2021.04.18

装飾用表面処理とは〈ブラック色〉

《ブラック色》
AV機器等には黒色が多く使われているようです。また、相手材に対しネジの色の方が濃いとネジが目立たないので、ネジを目立たなくするために茶色の相手材に対し黒いネジというパターンもあるようです。

「黒色クロメート」

下地に電気亜鉛メッキを貼り、硝酸銀などを含んだ溶液でクロメート処理をすると黒色になります。銀が黒色を作っています。比較的安価に黒色のメッキができるため広く利用されています。耐食性は有色クロメートや光沢クロメートより劣ります。「酢酸系」と「燐酸系」があり、「酢酸系」は仕上がりは綺麗ですが耐食性が悪く、「燐酸系」は耐食性は良いが色が悪い。弊社の物は酢酸と燐酸を混ぜ、中間をねらっています。弊社では「BC」と表しています。

「黒ニッケル」

下地用ニッケルメッキを貼り、その上にニッケルメッキを貼り、さらにその上に黒色の亜鉛-ニッケルの合金メッキを貼ります。
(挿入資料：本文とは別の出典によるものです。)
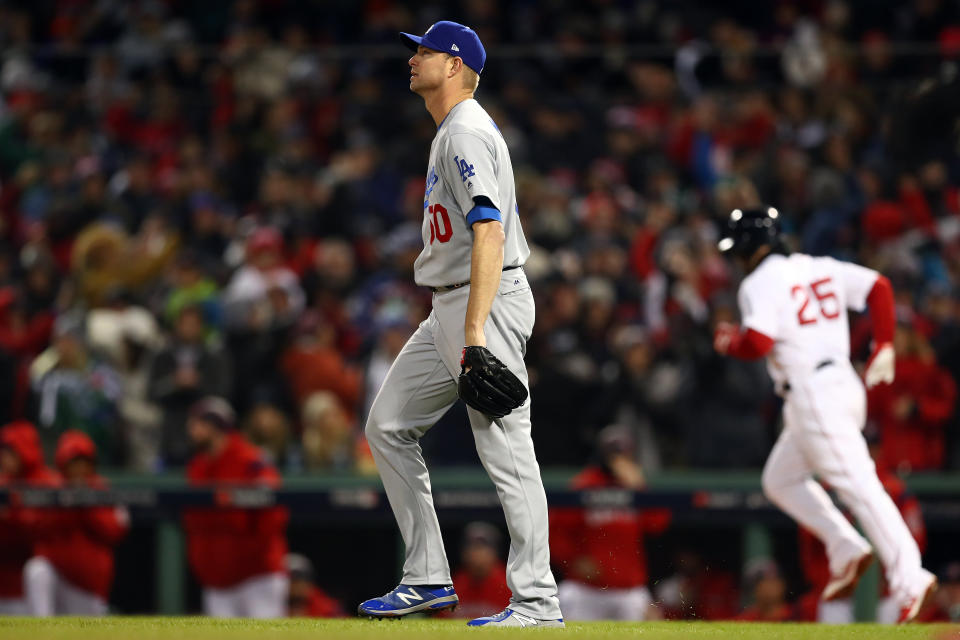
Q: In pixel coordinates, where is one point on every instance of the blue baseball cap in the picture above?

このままでは変色しやすいので、さらにニスで変色を防ぎます。耐食性はニッケルメッキとほとんど同等です。輝きのある黒色に仕上ります。

「黒クローム」

下地用ニッケルメッキを貼り、その上にニッケルメッキを貼り、さらにその上に黒色のクロムメッキを貼ります。 タコ掛けと呼ばれる1本づつ吊す方法でメッキをしています。そのためコスト高ですが重厚な漆黒の色合いに仕上ります。耐食性もクロームメッキと同様優れています。

「パーカー」

前述のパーカーも色合わせの為に用いられることがあるようです。

「SSブラック(KBB・BL・BK他」

ステンレスを特殊な薬品で黒く着色処理することでステンレスに対する「黒染め」ということです。